Op papier wint Real de tiende Europabeker voor Landskampioenen, meer dan twintig jaar geleden tot Champions League omgedoopt. Op papier had FC Barcelona een week geleden ook de Spaanse landstitel moeten winnen. Maar omdat voetbal vooralsnog op gras wordt gespeeld en niet op papier en niet (altijd) met de balansen in de achterzak, pakte Atlético de titel op het veld van Barcelona, dat vier keer meer inkomsten heeft.

Om dezelfde reden winnen ze vanavond misschien wel hun eerste Champions Leaguefinale tegen stadsgenoot Real Madrid, dat alleen al aan tv-rechten drie keer meer overhoudt.

Dat Atlético voor de tiende keer al kampioen van Spanje is geworden, is minder een toeval dan nu wordt beweerd. Historisch gezien heeft de club altijd een rol gespeeld als derde hond. Zowel voor de Tweede Wereldoorlog, met de legende Ricardo Zamora als trainer, als erna kende de club succes. De periode tussen 1947 en 1977 met zes titels, vijf bekers en een Europese titel blijft de meest vruchtbare ooit. Onder meer de legendarische Helenio Herrera, de zogezegde uitvinder van het catenaccio, was toen trainer, net als de latere Spaanse bondscoach Luis Aragonés, die als spelers zelfs topscorer aller tijden is van de club.

Uitstalraam

Atlético is sinds de Tweede Wereldoorlog de derde club van Spanje maar heeft een reputatie als niet-standvastig. Spaanse voetbalkenners verwoorden het zo: het enig voorspelbare aan Atlético is de onvoorspelbaarheid. De club staat nog net in de top twintig van voetbalverenigingen met de hoogste omzetten, wat het predikaat 'arm' wat relativeert, maar kan daar niet van profiteren.
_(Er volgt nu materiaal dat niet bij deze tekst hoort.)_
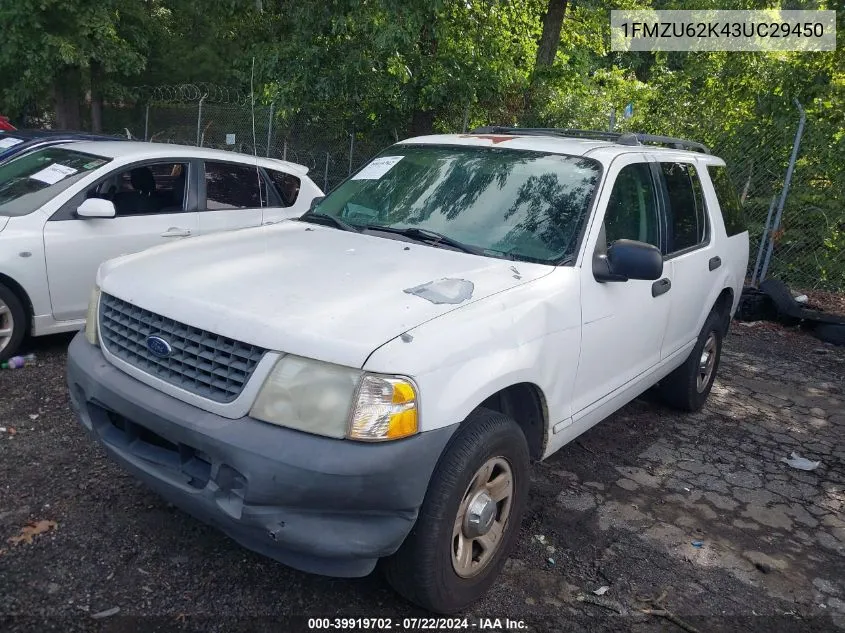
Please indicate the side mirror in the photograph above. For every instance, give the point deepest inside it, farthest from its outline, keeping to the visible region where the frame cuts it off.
(628, 259)
(315, 201)
(96, 208)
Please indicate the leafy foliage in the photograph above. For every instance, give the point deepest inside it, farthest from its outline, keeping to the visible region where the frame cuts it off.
(390, 68)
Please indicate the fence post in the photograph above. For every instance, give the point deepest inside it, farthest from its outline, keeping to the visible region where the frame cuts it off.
(787, 180)
(351, 149)
(199, 120)
(270, 128)
(762, 246)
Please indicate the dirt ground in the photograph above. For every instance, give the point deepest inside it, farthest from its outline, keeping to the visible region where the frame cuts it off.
(692, 522)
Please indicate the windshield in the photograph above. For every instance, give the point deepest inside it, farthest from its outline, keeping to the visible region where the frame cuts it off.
(29, 181)
(501, 202)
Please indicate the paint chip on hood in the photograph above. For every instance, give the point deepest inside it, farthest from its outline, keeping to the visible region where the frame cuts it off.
(444, 290)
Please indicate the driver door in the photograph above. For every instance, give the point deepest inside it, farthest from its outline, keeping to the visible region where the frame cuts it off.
(155, 205)
(623, 323)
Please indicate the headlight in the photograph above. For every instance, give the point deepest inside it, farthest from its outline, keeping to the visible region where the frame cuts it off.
(386, 409)
(92, 316)
(326, 399)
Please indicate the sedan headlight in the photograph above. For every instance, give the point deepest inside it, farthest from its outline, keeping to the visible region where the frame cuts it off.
(92, 317)
(326, 399)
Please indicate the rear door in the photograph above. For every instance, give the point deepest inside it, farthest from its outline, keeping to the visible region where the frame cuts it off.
(154, 205)
(232, 196)
(690, 251)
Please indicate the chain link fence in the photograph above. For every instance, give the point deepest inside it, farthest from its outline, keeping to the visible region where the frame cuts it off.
(209, 116)
(796, 216)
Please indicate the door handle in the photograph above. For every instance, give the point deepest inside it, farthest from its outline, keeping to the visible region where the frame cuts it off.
(661, 286)
(175, 231)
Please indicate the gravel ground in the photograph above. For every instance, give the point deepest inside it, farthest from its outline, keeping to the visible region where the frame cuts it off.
(693, 517)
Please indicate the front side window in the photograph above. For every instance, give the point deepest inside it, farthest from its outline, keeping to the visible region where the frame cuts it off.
(686, 213)
(287, 186)
(31, 180)
(500, 202)
(632, 209)
(147, 189)
(231, 186)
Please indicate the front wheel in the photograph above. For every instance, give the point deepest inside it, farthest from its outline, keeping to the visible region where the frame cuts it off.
(688, 386)
(469, 519)
(12, 323)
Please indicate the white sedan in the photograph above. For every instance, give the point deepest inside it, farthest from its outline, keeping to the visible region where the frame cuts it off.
(65, 209)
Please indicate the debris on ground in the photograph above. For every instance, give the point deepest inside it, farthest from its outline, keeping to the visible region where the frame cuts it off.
(662, 612)
(31, 530)
(601, 601)
(106, 614)
(801, 463)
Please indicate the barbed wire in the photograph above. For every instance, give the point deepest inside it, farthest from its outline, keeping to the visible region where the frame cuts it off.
(189, 93)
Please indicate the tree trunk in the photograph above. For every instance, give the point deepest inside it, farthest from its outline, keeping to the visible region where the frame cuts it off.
(66, 89)
(96, 97)
(422, 122)
(552, 25)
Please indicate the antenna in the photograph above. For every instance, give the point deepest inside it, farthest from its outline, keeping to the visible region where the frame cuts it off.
(254, 149)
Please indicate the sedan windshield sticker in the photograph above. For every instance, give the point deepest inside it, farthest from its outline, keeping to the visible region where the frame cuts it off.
(377, 168)
(53, 174)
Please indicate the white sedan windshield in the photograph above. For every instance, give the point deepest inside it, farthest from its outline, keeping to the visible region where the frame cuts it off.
(29, 181)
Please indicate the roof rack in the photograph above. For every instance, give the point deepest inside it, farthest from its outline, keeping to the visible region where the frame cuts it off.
(621, 138)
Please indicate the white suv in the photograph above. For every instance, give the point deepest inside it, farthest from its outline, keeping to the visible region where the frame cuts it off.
(373, 380)
(66, 209)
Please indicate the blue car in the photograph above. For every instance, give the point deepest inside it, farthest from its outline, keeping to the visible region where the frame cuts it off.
(17, 142)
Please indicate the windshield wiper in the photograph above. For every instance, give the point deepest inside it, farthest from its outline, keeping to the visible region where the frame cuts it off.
(321, 218)
(427, 237)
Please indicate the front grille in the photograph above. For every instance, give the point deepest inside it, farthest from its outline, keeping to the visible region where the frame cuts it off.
(203, 363)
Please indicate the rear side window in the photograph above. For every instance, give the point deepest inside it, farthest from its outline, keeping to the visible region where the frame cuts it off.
(687, 216)
(728, 200)
(230, 186)
(287, 186)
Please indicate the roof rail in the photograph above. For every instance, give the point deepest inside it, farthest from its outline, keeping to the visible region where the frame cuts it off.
(622, 138)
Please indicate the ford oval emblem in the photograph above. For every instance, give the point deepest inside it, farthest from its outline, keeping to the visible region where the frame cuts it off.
(158, 346)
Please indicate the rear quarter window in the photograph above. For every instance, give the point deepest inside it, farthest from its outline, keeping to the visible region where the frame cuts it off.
(728, 201)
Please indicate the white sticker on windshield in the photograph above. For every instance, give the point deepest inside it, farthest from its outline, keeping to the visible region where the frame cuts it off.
(378, 168)
(53, 174)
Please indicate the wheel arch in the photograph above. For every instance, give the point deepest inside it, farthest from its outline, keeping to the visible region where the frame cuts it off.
(19, 291)
(525, 403)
De laatste jaren was Atlético vooral bekend als uitstalraam: Fernando Torres, Diego Forlán, Sergio Agüero, Radamel Falcao, het is niet niks wat ze hebben verkocht, en ongetwijfeld vertrekt straks hun spits Diego Costa naar Chelsea. Die verkoopwoede is opgelegd en heeft alles te maken met de recente geschiedenis die nog steeds niet is verteerd.

Het begon met Atlético nochtans zoals met veel Spaanse clubs: een studentenvereniging wilde gaan sporten. In dit geval waren het Baskische studenten die in 1903 een Madrileens filiaal van Athletic Bilbao oprichtten. Al heel snel stapten ontevredenen van het één jaar eerder opgerichte Real over naar de nieuwe club. Acht jaar later werd het tot op vandaag zo kenmerkende rood-en-wit gestreepte shirt voor het eerst aangetrokken.

Een mooi shirt, maar is Atlético ook een mooie club? Spanje zal zeggen: neen. In Camp Nou hield Atlético FC Barcelona van de titel en kreeg het nadien applaus van de thuissupporters, maar de Catalanen applaudisseerden vorige zaterdag vooral tégen Real, niet zozeer vóór Atlético.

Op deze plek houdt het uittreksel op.